In order to clarify the failure behavior of plasma sprayed thermal barrier coating (TBC)
systems under the complicated modes of thermal-mechanical-chemical loadings, the stress rupture
property evaluation and failure analysis were conducted for Y2O3-ZrO2 (YSZ) and CaO-SiO2-ZrO2
(C2S-CZ) TBC systems in air and two kinds of high-temperature corrosive environments.

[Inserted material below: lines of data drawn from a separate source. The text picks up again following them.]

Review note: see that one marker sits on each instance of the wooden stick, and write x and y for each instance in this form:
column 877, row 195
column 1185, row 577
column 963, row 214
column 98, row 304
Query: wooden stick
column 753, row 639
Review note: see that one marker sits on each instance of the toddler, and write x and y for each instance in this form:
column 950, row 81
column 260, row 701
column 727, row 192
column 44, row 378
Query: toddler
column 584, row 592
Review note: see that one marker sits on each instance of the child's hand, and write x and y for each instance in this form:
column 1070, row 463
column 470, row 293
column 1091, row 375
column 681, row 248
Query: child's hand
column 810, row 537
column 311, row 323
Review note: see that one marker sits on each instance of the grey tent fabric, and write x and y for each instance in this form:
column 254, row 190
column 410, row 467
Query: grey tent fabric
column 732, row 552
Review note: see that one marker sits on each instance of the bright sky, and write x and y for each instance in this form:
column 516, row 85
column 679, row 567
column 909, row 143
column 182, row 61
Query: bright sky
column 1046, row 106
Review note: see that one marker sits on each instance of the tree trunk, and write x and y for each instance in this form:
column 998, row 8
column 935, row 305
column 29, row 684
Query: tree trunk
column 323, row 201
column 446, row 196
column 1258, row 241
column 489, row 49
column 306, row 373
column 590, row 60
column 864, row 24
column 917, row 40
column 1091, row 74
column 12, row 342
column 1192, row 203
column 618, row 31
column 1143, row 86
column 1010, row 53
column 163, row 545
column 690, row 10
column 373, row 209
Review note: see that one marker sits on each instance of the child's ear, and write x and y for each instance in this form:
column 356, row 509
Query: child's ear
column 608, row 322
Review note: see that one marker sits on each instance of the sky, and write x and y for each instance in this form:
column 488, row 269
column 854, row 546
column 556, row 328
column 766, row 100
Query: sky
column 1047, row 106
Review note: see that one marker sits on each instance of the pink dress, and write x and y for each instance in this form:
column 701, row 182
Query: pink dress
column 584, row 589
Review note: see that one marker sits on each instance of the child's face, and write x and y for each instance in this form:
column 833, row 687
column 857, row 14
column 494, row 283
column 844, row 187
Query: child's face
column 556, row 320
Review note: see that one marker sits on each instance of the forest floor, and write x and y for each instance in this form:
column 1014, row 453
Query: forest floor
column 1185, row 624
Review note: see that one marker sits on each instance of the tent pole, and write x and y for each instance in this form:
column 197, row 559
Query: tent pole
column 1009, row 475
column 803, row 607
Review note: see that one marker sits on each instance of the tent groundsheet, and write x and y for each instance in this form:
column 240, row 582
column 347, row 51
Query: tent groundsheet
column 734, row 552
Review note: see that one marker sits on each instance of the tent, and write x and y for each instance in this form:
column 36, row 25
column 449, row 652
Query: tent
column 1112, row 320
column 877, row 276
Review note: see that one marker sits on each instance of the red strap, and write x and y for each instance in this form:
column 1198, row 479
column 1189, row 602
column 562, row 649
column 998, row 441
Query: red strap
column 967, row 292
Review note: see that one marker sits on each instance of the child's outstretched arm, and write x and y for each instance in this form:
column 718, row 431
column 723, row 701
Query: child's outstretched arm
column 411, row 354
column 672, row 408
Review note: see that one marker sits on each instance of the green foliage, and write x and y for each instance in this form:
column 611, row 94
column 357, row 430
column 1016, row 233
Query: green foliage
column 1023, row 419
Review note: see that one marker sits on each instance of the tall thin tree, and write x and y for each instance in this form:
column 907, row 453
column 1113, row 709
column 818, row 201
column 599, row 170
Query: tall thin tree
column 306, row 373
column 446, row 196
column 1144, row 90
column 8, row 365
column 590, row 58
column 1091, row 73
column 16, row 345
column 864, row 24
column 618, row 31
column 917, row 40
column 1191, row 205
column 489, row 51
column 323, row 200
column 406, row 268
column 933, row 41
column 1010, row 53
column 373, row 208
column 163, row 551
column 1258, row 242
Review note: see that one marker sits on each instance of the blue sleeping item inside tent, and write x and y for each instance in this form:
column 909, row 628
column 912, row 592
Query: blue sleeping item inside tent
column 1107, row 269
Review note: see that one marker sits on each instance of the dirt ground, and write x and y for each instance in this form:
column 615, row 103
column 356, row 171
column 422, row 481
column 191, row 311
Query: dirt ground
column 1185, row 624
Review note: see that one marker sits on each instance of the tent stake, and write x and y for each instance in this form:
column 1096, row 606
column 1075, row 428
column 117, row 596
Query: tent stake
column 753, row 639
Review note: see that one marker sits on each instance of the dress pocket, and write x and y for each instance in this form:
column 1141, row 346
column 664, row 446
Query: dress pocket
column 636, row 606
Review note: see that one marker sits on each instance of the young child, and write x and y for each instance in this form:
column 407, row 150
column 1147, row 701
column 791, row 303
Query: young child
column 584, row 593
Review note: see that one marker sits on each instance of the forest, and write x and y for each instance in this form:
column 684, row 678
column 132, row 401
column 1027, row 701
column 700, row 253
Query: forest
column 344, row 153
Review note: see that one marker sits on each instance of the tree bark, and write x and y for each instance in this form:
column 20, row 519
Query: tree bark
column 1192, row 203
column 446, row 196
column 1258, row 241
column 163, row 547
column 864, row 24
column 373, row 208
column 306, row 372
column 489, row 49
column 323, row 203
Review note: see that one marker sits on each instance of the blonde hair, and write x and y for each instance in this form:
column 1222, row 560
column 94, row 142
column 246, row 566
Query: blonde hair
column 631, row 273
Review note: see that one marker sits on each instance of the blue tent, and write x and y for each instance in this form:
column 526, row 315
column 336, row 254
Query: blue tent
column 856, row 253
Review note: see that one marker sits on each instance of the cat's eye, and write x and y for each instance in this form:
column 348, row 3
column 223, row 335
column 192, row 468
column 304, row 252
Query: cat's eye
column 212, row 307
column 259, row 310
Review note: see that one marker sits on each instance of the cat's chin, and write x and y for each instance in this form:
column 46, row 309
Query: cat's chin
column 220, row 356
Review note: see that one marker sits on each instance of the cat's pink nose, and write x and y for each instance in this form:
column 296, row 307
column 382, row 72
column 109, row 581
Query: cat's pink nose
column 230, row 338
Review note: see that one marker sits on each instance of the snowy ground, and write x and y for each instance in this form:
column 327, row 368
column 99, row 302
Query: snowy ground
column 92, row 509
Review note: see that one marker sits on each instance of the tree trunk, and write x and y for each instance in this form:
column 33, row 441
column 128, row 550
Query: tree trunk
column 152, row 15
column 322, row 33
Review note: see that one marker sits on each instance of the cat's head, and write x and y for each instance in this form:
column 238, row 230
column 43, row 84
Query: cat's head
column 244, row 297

Static creep loading was found to bring about the typical creep failure for TBC systems even in the
aggressive environment so called hot corrosion almost in similar manner to the case in air. On the
contrary, it was revealed that the dynamic fatigue loading tends to cause a significant failure life
reduction of TBC systems both in air and in corrosive environments. For YSZ TBC system, the
penetration crack preexisting through the top-coat layer tends to provide a nucleation site for the
fatigue crack even in air, and more significantly a short circuit path for the corrosive species in hot
corrosive environment. For C2S-CZ system, on the contrary, the top-coat / bond-coat interface tends
to provide easily the nucleation site for a main crack to propagate thereafter toward both the alloy
interior and outer surface. Under lower stress level at 950°C, however, the oxide-induced crack
closure together with crack tip blunting attributed mainly to the high reactivity of Ca compounds as a
major constituent of the TC is effective to suppress substantially the crack propagation, so as to cause
the prolonged failure life as compared to YSZ system even in aggressive gaseous environment.